SF作家ウィリアム・ギブスンの言葉だが、ビジネスの現場にもそのまま当てはまるなと思う。
未来って、ある日いきなりやってくるものじゃない。
むしろ、どこか一部のエリアにだけ、少し先に“偏って”やってくる。
たとえば海外のスタートアップ、あるいは業界の一部、世代の一部。
局所的に起きていることが、数年後に当たり前になる。
この“未来の片鱗”をどう扱うかが、キャリアや事業に大きく影響するんじゃないかと最近考えてる。
タイムマシン経営は、「ズレ」を武器にする戦略だった
孫正義がずっと言ってきた「タイムマシン経営」は、まさにこの構造をビジネスに落とし込んだもの。

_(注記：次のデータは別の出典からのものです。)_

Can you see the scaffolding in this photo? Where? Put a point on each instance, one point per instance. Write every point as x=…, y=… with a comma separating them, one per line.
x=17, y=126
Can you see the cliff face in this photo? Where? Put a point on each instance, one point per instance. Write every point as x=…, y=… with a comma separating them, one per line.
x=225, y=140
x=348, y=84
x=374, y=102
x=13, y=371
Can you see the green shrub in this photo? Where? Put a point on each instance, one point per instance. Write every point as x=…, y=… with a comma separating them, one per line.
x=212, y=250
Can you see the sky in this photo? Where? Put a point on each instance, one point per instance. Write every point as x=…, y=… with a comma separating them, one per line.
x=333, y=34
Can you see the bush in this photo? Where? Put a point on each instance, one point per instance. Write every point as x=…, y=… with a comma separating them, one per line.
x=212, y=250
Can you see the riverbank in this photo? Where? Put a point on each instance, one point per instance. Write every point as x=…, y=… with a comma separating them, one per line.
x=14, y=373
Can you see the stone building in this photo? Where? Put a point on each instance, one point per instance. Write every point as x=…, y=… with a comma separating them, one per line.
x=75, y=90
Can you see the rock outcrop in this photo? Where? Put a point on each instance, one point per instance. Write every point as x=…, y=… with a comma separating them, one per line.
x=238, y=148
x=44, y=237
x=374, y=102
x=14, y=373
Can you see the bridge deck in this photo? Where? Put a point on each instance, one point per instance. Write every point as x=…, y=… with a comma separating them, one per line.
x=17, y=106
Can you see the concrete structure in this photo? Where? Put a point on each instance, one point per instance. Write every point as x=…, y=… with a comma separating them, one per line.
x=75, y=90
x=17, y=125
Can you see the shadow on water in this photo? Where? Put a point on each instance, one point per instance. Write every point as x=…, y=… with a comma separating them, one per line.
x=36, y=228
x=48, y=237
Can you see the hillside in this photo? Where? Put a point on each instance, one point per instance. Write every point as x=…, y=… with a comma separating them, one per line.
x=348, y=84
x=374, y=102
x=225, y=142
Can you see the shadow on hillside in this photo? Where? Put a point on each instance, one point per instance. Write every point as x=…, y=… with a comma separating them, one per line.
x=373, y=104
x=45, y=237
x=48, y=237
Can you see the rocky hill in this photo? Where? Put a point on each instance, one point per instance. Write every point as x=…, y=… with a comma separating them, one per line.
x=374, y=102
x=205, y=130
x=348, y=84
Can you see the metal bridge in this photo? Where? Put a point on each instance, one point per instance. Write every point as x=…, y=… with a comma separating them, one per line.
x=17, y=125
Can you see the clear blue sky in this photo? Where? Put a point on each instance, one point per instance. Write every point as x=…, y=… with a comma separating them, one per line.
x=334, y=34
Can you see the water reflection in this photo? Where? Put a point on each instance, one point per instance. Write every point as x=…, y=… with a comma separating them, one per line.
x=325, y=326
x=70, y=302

要は、すでに海外で起きている未来を、まだ来ていない市場に先回りして持ち込む。
技術を生むんじゃなくて、未来の“時間差”を取りに行く。
そういう地政学的な視点でビジネスを考えていた。
それって一種の“情報アービトラージ”みたいなものだと思う。
誰かがすでに見ている未来に、自分だけが早く気づき、翻訳して届ける。
勝負の本質はそこにある。
キャズムを越えられないのは、技術のせいじゃない
ここで、キャズム理論の話を重ねてみたい。
新しいプロダクトが出たとき、最初に飛びつくのはイノベーターとアーリーアダプター。
でもその先、マジョリティに広がるまでには大きな“谷”がある。これがキャズム。
多くのプロダクトがこの谷を越えられない。
でもその原因って、プロダクトの完成度や技術力の問題というより、「翻訳できなかった」からということもあるのではないだろうか?
マジョリティが理解できる言葉に落とし込めなかった。
彼らの文脈(コンテクスト)に乗せた価値提案ができなかった。
だからこそ、「未来はすでにある」という視点が必要になる。
どこかにはもう起きている。
その証拠を持って説明できれば、キャズムは“飛び越えられる”。
翻訳者になるか、観測者で終わるか
未来を“見る”だけなら、誰でもできる。
でもそれを“持ち帰って、翻訳して、実装できるか”が、本当の意味での差になる。
それって要は、思考のリーチと、説明のセンスだ。
観測したものを、言葉・仕組み・導線に落とし込んで社会に届けられるかどうか。
ビジネスでもキャリアでも、ここができる人は強い。
「先を見てる人」ってよりも、「今と未来の間に橋を架けられる人」。
自分にとっての“未来の前線”を見つける
何をチェックするか、誰の動向を追うか、どこの業界にヒントを見出すか。
これってもう、日常の習慣レベルの話かもしれない。
・海外のスタートアップが当たり前にやってること
・20代が当たり前に使ってるサービス
・自分の業界じゃまだ評価されてない概念や手法
そういった「偏在してる未来」を日々観測しておくこと。
それが数年後、キャズムを越えるときの武器になる。
おわりに
大事なのは、「未来はどこかにはもうある」と信じられること。
そして、その片鱗をどう読み、どう動くか。
それができる人が、変化の中で生き残るんじゃないか。